Often learners do not recognise this fact, leading to problems and complaints later in the course. Therefore the good provider will:
• give the learner adequate information, advice and guidance to enable him or her to assess the course, its suitability, and his or her ability to take and complete the course successfully. This is vital. Many potential learners find it difficult to make such assessments reliably so there is a duty on providers to offer as much help as possible to overcome such difficulties.
• ensure that the enrolee understands that it is his or her responsibility to make these assessments.
Suppose, for example, the course leads to exams set by an external awarding body, and that body also requires entrants to have other qualifications to be able to take those exams. The provider must ensure that the potential enrolee fully understands this. But the decision whether or not to enrol still rests with the learner.

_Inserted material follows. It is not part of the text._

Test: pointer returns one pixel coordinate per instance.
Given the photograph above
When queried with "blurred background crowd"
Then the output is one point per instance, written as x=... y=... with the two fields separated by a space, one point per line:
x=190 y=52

If the provider offers pre-enrolment tests, these must be of sufficient depth and rigor to enable the learner to make an informed judgement as to their ability to take and complete the course successfully.
There may also be circumstances, however, when the provider will refuse to enrol an applicant. These should be advertised in advance, in a prospectus or whatever.
Specifics will vary between providers and between courses, but might exclude individuals:
• who have committed certain criminal offences;
• who do not, in the judgement of the provider, have adequate skills, such as grasp of English or numerical ability;
• who require more support than the provider can offer. Note that the provider has a legal duty to modify their courses as far as is reasonable for people with disabilities, and that the research must be done in advance to decide what adaptations are possible within the available resources. Separate guidance is offered on this area.
If a course is likely to be unreasonably difficult or impossible to undertake without particular practical experience or academic attainment, the provider should warn the potential enrolee of this fact, and ideally recommend appropriate qualifications or work experience.